Gita Gopinath, son économiste en chef, a dévoilé une prévision de récession de 4,9% cette année. C'est bien pire que les 3% anticipés en avril en plein coeur de la pandémie, quand le FMI soulignait déjà qu'il s'agissait de la pire crise depuis la Grande Dépression des années 30.

Et pour certains pays notamment en Europe, la contraction du produit intérieur brut est vertigineuse: -12,5% pour la France, -12,8% pour l'Espagne et l'Italie.

"Un degré élevé d'incertitude entoure" ces prévisions, reconnaît Mme Gopinath alors que l'épidémie n'est pas terminée et que des foyers resurgissent là où elle semblait endiguée, comme en Allemagne où les autorités ont annoncé mardi des reconfinements locaux.

A ce jour, la pandémie de Covid-19 a fait plus de 477'500 morts dans le monde.
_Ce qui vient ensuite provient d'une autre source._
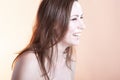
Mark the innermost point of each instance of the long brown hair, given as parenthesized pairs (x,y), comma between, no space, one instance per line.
(51,25)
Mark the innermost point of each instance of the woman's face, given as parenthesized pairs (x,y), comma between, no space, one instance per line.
(75,27)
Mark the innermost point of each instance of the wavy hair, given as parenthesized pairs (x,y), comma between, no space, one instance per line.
(51,25)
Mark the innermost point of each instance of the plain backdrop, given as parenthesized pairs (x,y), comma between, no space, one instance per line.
(98,55)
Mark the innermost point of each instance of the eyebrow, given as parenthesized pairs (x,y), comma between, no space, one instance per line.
(77,15)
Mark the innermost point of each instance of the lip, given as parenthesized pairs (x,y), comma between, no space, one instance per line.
(77,34)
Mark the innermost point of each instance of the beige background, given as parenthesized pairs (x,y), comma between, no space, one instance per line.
(98,56)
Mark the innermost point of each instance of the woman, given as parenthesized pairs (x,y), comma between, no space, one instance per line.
(49,54)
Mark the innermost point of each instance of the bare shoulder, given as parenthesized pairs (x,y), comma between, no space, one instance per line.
(27,68)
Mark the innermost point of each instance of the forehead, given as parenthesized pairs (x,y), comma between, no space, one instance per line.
(76,9)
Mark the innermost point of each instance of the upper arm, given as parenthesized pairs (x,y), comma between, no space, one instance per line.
(27,68)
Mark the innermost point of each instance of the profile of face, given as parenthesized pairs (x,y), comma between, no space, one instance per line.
(75,27)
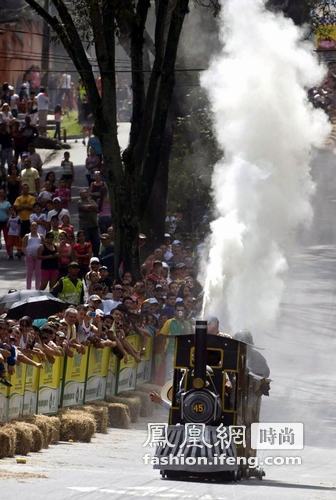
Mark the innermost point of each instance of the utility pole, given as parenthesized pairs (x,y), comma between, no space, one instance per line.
(45,48)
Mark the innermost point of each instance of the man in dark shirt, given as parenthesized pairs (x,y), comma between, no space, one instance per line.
(28,133)
(88,219)
(106,255)
(6,145)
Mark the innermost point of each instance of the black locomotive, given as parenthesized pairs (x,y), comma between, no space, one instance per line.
(214,400)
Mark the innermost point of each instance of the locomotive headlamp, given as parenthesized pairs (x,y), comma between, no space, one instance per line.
(200,406)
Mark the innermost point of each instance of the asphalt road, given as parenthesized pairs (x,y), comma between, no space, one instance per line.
(301,353)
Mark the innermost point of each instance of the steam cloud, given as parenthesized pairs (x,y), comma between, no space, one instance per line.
(262,187)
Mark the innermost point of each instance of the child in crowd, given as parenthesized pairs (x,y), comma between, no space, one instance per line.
(58,120)
(14,228)
(67,227)
(64,193)
(68,170)
(41,219)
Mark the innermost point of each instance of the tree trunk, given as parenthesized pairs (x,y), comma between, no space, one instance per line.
(153,224)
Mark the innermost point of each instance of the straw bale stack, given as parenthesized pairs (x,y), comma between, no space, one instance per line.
(77,426)
(7,441)
(100,414)
(132,402)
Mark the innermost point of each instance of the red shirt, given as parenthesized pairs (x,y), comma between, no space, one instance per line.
(82,249)
(69,230)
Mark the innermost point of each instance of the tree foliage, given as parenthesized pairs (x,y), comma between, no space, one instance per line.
(130,176)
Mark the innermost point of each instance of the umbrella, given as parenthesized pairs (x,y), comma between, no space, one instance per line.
(36,307)
(7,300)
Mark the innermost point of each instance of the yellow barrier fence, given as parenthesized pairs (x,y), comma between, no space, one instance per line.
(72,381)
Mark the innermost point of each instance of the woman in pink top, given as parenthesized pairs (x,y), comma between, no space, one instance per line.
(64,193)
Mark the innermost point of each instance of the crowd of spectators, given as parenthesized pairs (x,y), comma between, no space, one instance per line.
(77,264)
(105,311)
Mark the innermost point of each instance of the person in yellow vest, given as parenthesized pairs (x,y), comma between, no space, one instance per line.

Pour l'heure, aucun pays n'échappe au pessimisme ambiant à commencer par la Chine, d'où est parti, fin 2019, le virus mortel. La croissance du géant asiatique ne sera que de 1%, loin des 6,1% réalisés en 2019, qui constituait déjà un plus bas historique du fait de la guerre commerciale avec Washington.

La crise sanitaire va être encore plus dévastatrice pour les Etats-Unis, dépourvus de filet de sécurité sociale et malgré les gigantesques plans d'aide du gouvernement (quelque 3000 milliards de dollars).

Le PIB de la première puissance du monde va ainsi s'effondrer de 8% contre 5,9% estimé en avril. La reprise en 2021 sera, elle, moins soutenue (+4,5%).

Partout ailleurs dans le monde, des chiffres catastrophiques: -10,2% pour les pays de la zone euro et pour le Royaume-Uni, -9,4% dans la région d'Amérique latine et des Caraïbes, -8% en Afrique du Sud, -5,8% au Japon, -4,7% au Moyen-Orient et Asie centrale ou encore -4,5% en Inde.

Dans son rapport, le Fonds prend acte que la pandémie "a eu un impact plus négatif sur l'activité au premier semestre 2020 que prévu".

"Rester vigilants"

En outre, prévient-il, "la reprise devrait être plus progressive que prévu". En 2021, la croissance mondiale devrait ainsi atteindre 5,4% (-0,4%).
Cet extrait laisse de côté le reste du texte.